Another real-world example can be found in the telecom space, where the market is extremely fluid. Imagine a manager who has an idea he or she wants to try. But it would take months to reprogram systems to make the attempt, so the manager decides in the end not to bother. Or if the manager does try, by the time he or she gets the project done, market conditions have changed, making the offer less competitive than it would have been when the idea was fresh. This isn't good for the manager with the idea, the customers, the company or the manager's standing in the organization.

Using CAS, a manager should be able to set up a new offer such as, for example, free SMS for 10 days or free voice mail with every two-year contract. The idea can be tweaked as needed until perfected.

I can see that once implemented, CAS has fantastic potential, but the complexity of what I have written above is not lost on me. Just wrapping my head around all of this took some effort. Siebel executives tell me this is a work in progress, and not all the pieces are in place yet'but they are close. I asked about the complexity level of this concept and reminded my contact what happened with complex CRM implementations. The response was that you can't fix what you can't measure, but now with business intelligence tools and analytics, you can see how you are doing. You can measure progress effectively.

I asked about the Oracle acquisition and my concern that Siebel will no longer be the leader in CRM, but just a simple division of a huge software conglomerate. The response I received was that Oracle has decided that Siebel is at the heart of its CRM strategy going forward. The Siebel brand, in fact, will not only survive but it will thrive.

The Future Of On-Demand?
I asked about the on-demand market, and if this would still be a focus of the company. I was told that the on-demand business is extremely strategic to Oracle so, by default, the on-demand business Siebel has built will be bolstered going forward.

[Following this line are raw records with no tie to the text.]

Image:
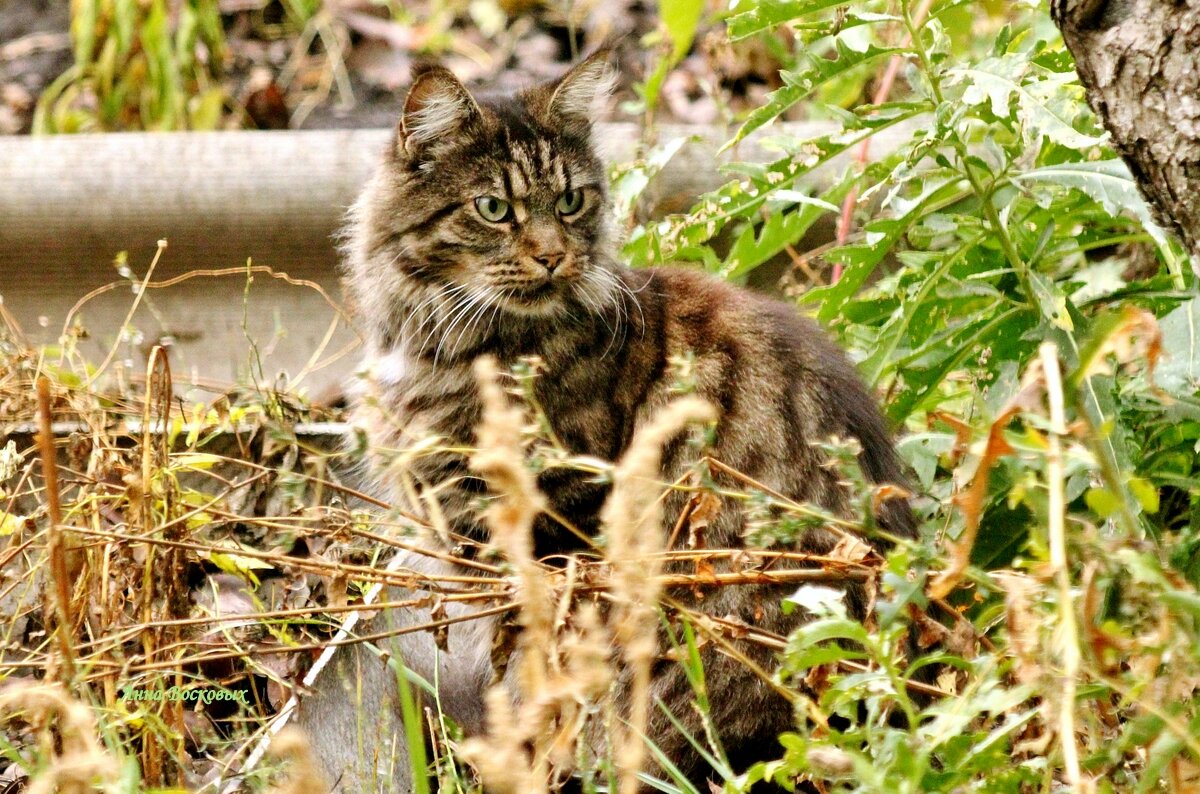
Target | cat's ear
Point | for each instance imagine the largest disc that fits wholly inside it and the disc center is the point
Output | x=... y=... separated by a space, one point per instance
x=580 y=94
x=437 y=106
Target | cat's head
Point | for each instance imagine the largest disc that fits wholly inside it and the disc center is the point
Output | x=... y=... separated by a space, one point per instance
x=497 y=199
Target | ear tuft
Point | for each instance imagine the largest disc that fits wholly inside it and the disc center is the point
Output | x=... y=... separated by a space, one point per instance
x=437 y=104
x=582 y=91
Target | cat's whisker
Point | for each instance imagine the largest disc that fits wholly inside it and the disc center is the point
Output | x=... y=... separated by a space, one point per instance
x=439 y=294
x=479 y=313
x=479 y=296
x=597 y=310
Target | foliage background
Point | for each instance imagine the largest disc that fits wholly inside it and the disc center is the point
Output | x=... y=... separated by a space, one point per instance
x=1001 y=284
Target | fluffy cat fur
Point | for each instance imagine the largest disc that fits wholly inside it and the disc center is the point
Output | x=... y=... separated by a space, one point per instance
x=436 y=283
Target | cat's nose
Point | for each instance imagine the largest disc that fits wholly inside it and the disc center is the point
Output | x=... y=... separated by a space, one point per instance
x=549 y=259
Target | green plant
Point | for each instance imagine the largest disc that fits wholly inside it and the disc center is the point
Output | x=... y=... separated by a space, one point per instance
x=1069 y=504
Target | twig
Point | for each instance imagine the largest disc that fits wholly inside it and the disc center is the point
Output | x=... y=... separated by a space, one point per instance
x=881 y=94
x=55 y=542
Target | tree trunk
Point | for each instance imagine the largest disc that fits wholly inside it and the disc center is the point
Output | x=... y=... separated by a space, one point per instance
x=1139 y=61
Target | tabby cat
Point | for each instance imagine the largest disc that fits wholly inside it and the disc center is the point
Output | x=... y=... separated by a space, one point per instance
x=486 y=230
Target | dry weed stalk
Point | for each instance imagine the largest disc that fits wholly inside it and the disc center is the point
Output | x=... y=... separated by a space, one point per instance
x=81 y=763
x=304 y=775
x=633 y=517
x=502 y=757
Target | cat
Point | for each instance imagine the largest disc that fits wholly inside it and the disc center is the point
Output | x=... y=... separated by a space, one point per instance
x=486 y=230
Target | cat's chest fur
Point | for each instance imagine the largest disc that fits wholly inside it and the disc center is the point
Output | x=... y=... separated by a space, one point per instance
x=592 y=378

The next logical question focused on the complexity of the myriad products and services and multiple code bases. I mentioned that now Siebel not only has to upgrade and integrate its current offerings, but has to integrate them into Oracle's products and services. Just thinking of this makes me dizzy. The answer to this challenge was that Siebel had already been working to integrate into Oracle applications, as many of its customers had many disparate systems in place and needed them to 'speak' with one another. In fact, the purchase is being billed as a way to ensure there is even more support for customers on the different versions of the various software products the company sells. The reason? Oracle's deeper pockets.

I had to ask about Marc Benioff's comments about large software acquisitions never working. The response? PeopleSoft and JD Edwards customers are much happier post-merger (both were picked up by Oracle) than they were before, and the Siebel acquisition should be smooth as well. Of course, I was told there is always room for improvement and the facts will speak for themselves.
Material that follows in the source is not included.